Structure of Computer Systems

Structure of Computer Systems Course 5 The Central Processing Unit - CPU

Solutions for hazard cases • Scoreboard method • Tomasulo’s method • Branch prediction

Scoreboard method • General considerations (wiki): • used first in the CDC 6600 computer (1966), • used for dynamically scheduling a pipeline so that the instructions can execute out-of-orderwhen there are no conflicts and the hardware is available (no structural hazard is present) • the data dependencies of every instruction are logged. • instructions are released only when the scoreboard determines that there are no conflicts with previously issued and incomplete instructions. • if an instruction is stalled because it is unsafe to continue, the scoreboard monitors the flowof executing instructions until all dependencies have been resolved before the stalled instruction is issued.

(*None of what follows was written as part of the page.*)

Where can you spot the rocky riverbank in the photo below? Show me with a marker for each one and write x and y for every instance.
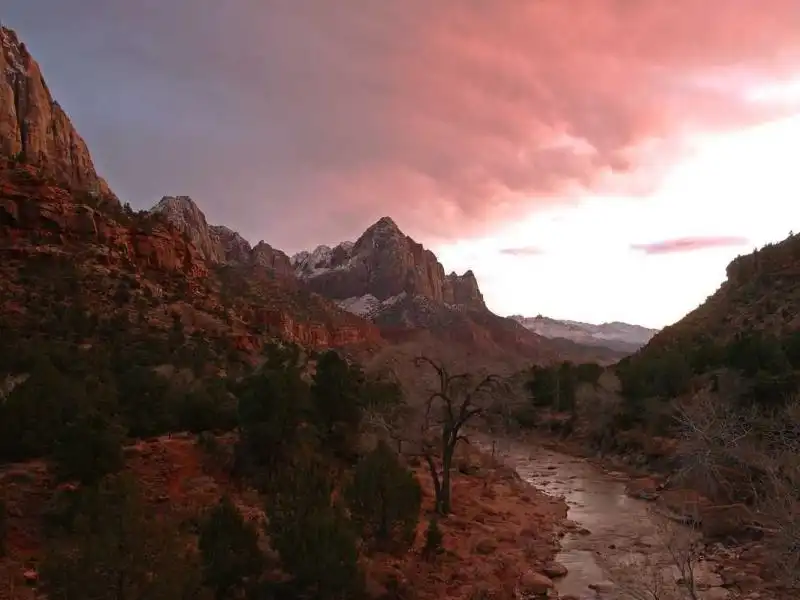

Scoreboard method • Implementation of the scoreboard method: Every instruction goes through 4 stages: • Issue(ID1) • decode instructions • check for structural and WAW hazards • stall until structural and WAW hazards are resolved • Read operands (ID2) • wait until no RAW hazards • then read operands • Execution (EX) • operate on operands • may be multiple cycles - notify scoreboard when done • Write result (WB) • finish execution • stall if WAR hazard

Scoreboard method • Scoreboard structure: • Instruction status • Indicates which of 4 steps the instruction is in: ID1, ID2, EX, or WB. • Functional unit status: Indicates the state of the functional unit (FU) • Busy Indicates whether the unit is busy or not • Op Operation to perform in the unit (e.g., + or –) • Fi Destination register • Fj, Fk Source-register numbers • Qj, Qk Functional units producing source registers Fj, Fk • Rj, Rk Flags indicating when Fj, Fk are ready • Register result status • Indicates which functional unit will write each register, if one exists. Blank when no pending instructions will write that register

Scoreboard method • Speedup from scoreboard • 1.7 for FORTRAN programs • 2.5 for hand-coded assembly language programs • Hardware • Scoreboard hardware approximately same as one FPU • Main cost - buses (4 times normal amount) • Could be more severe for modern processors

Scoreboard and Tomasulo’s algorithm • Issues with Scoreboard method: • it does not solve structural hazard • No forwarding logic • introduces stall phases when a required functional unit is busy; the stall affects the next instructions too • Tomasulo’s algorithm • avoid the structural hazard and also resolve WAR and WAW dependencies with Register renaming and Common data bus (CDB) • Used first in IBM 360/91 computer (1969) • Register renaming – keep multiple copies of the same physical register • Avoids data dependencies when the dependency is caused by the limited number of registers and not by a real data dependency • Common data bus– a data is put on a common bus as soon as it’s available avoiding unnecessary stall until the data is written in the destination register

Tomasulo’s alorithm • Instruction stages: • Issue – an instruction is issued if the required functional unit and all operands are available, else it is stalled and the next instruction is tested and if possible issued; if a real data is not yet available a virtual value is considered, until the real value becomes available • Registers are renamed to avoid WAR and WAW hazards • Execute – the instruction is carried out as long as the necessary operands are available or present on the CDB; special care must be given to Load and Store instructions that require access to the memory • Write result – the result of the executed instruction is written back into the destination register and Store operations are made with the memory • (see later commit stage)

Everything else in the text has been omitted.